= Max Schödl =

Austrian painter (1834–1921)

Max Schödl (2 February 1834 – 23 March 1921) was an Austrian painter known primarily for still life. After working early on as a portrait and genre painter, he turned in the 1870s to small-scale arrangements of decorative objects, especially porcelain, metalwork, textiles, arms, books, and antiques. His paintings are associated with East Asian decorative arts in late nineteenth-century Vienna.

== Life and career ==
Schödl was born in Vienna, where he also received his artistic training. He studied at the Academy of Fine Arts Vienna and worked with the still-life painter Friedrich von Friedländer.

He joined the Künstlerhaus in 1869 and remained connected to the institution for much of his career. Later accounts note that he was recognized there as both a benefactor and a founding member, and that from 1904 he also belonged to the Künstlerhaus Watercolorists’ Club.

By around 1870 Schödl had largely given up portrait and genre painting in favor of still life. These works, often modest in scale, typically focus on the close description of collected objects and interior studio props rather than on expansive settings or narrative scenes.

== Work ==
Schödl’s mature paintings usually center on carefully arranged objects—ceramics, lacquerware, metal vessels, embroidered fabrics, weapons, books, and other decorative pieces—painted with a high degree of finish. A number of his still lifes incorporate objects identified with East Asian or “Orientalist” taste, reflecting collecting habits and interior fashions current in Vienna during the period.

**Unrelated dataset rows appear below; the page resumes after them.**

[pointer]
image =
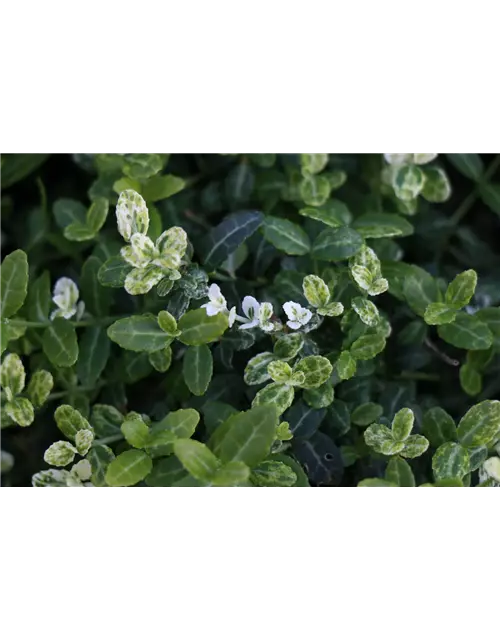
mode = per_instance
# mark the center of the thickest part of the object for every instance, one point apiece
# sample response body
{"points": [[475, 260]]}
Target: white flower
{"points": [[251, 310], [65, 296], [217, 302], [265, 313], [298, 316]]}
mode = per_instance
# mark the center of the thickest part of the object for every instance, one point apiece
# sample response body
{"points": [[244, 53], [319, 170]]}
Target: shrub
{"points": [[252, 319]]}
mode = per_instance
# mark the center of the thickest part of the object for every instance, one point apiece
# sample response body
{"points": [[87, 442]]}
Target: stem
{"points": [[467, 204]]}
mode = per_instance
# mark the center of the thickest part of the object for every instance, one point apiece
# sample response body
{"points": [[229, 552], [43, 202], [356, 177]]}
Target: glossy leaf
{"points": [[197, 328], [246, 437], [139, 333], [334, 245], [128, 468], [198, 369], [286, 236], [466, 332], [60, 343], [13, 283], [224, 239]]}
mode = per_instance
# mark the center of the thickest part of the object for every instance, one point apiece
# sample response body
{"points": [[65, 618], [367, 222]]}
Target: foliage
{"points": [[250, 320]]}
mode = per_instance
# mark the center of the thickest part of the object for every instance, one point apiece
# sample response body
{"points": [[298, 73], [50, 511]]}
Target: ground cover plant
{"points": [[250, 320]]}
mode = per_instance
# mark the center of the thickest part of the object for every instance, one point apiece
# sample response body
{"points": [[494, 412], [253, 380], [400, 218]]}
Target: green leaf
{"points": [[166, 471], [466, 332], [468, 163], [68, 211], [316, 291], [399, 472], [471, 380], [168, 323], [233, 474], [366, 310], [114, 272], [461, 289], [60, 343], [39, 298], [99, 457], [160, 187], [136, 432], [39, 387], [70, 421], [197, 367], [95, 349], [316, 370], [438, 313], [273, 474], [319, 397], [139, 333], [21, 411], [365, 414], [477, 455], [451, 460], [196, 458], [246, 437], [280, 371], [315, 190], [128, 468], [106, 420], [313, 161], [279, 395], [334, 245], [13, 283], [367, 347], [333, 213], [286, 347], [402, 424], [286, 236], [382, 225], [480, 425], [490, 195], [161, 360], [198, 328], [97, 214], [414, 446], [97, 299], [239, 184], [379, 438], [420, 290], [438, 426], [224, 239], [377, 483], [177, 424], [346, 365]]}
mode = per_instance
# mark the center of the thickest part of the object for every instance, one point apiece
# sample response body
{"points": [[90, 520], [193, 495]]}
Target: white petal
{"points": [[214, 292], [250, 325], [65, 293], [211, 309], [250, 308], [305, 316]]}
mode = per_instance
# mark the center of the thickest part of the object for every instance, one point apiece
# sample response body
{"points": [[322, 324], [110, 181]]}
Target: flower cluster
{"points": [[257, 314], [152, 261], [65, 296]]}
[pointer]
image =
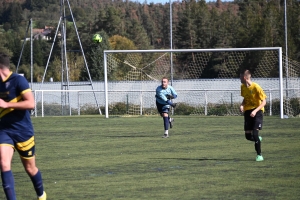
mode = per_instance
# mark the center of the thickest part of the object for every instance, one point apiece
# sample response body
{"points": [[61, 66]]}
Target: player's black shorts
{"points": [[161, 108], [253, 123]]}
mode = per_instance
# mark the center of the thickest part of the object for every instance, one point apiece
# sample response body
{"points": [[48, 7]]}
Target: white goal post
{"points": [[116, 60]]}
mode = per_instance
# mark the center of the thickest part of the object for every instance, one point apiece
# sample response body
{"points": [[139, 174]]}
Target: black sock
{"points": [[257, 142], [166, 123], [249, 136]]}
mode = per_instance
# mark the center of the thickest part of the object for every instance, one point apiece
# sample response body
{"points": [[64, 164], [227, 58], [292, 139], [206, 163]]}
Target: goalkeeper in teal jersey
{"points": [[164, 94]]}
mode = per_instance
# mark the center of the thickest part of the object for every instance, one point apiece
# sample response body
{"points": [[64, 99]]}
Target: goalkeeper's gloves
{"points": [[171, 103], [169, 96]]}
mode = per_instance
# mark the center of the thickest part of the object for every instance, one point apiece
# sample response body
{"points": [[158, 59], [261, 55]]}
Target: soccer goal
{"points": [[206, 80]]}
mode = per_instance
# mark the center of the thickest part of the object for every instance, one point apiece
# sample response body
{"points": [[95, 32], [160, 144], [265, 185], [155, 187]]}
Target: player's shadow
{"points": [[205, 159], [127, 136]]}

== Studio and collecting ==
Schödl was also a collector, and his own studio appears to have supplied both subject matter and setting for a number of his paintings. The Wien Museum holds his Atelier des Stilllebenmalers Max Schödl (1897), a studio interior that reflects the dense accumulation of objects associated with his work. A separate auction catalogue entry for Schödl’s Mein Atelier likewise describes an interior crowded with antiques and porcelain and suggests that a self-portrait may be included within the composition.